Moralisation de la vie publique : ce que rejette le Conseil d'État dans le projet de François Bayrou
Politique

VERDICT - Le Conseil d'État a rendu son avis sur le projet de loi de moralisation de la vie publique porté par François Bayrou. Selon lemonde.fr, l'essentiel des propositions est approuvé, mais deux d'entre elles sont rejetées, et le gouvernement devra peaufiner son projet de création d'une "banque de la démocratie", chargée d'aider au financement des partis.

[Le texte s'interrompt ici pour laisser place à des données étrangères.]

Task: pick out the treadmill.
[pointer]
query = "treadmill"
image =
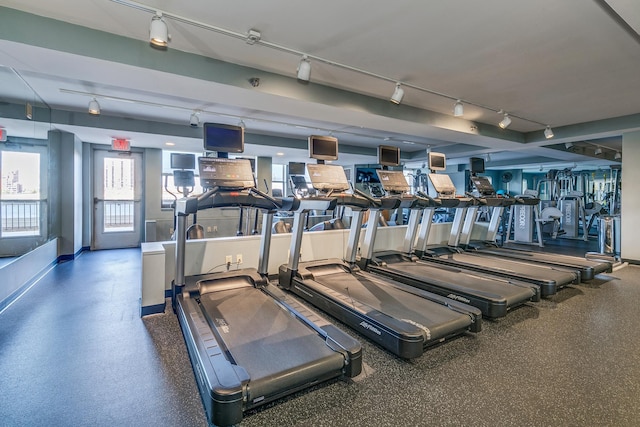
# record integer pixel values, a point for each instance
(548, 278)
(586, 268)
(400, 318)
(494, 296)
(248, 342)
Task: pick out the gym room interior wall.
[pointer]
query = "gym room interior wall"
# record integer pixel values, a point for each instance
(630, 211)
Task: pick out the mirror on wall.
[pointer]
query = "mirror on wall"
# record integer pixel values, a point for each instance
(25, 121)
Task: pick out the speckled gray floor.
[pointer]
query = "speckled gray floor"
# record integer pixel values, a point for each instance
(74, 352)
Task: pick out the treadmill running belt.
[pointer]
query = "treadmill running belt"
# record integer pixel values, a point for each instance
(280, 351)
(479, 285)
(438, 319)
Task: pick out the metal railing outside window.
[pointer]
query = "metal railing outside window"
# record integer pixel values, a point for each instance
(19, 218)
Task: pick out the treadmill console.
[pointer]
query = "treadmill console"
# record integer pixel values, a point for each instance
(483, 185)
(328, 177)
(393, 181)
(225, 173)
(443, 185)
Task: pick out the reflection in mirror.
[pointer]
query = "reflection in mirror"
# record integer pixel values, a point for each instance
(24, 167)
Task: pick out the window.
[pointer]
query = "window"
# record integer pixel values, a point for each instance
(20, 195)
(278, 176)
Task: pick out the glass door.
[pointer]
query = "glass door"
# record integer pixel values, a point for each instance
(117, 189)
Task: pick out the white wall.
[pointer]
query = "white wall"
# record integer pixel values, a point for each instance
(630, 212)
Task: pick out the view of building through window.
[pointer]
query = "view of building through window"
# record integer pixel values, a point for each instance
(20, 194)
(118, 194)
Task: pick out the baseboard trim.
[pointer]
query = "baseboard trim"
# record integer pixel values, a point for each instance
(7, 302)
(152, 309)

C'était l'une des conditions du soutien de François Bayrou à Emmanuel Macron lors de la dernière présidentielle : un grand projet de loi pour la "moralisation de la vie publique". L'un des premiers grands textes du nouveau quinquennat a été passé à la loupe du Conseil d'État, qui en approuve la majeure partie mais rejette tout de même plusieurs dispositions et en critique d'autres. François Bayrou présente le projet de loi en conseil des ministres ce mercredi.

Dans son avis, consulté par lemonde.fr, le Conseil d'État demande notamment au gouvernement de revoir sa copie sur l'une des principales mesures du projet de loi : la création d'une "banque de la démocratie", censée pallier aux problèmes de financement des partis politiques. Dans le texte du projet de loi, cette "banque de la démocratie" n'est pas formellement créée mais un article autorise le gouvernement à légiférer sur le sujet. Elle est censée "accorder des prêts aux partis politiques et aux candidats, selon des critères objectifs de solvabilité", avait expliqué François Bayrou.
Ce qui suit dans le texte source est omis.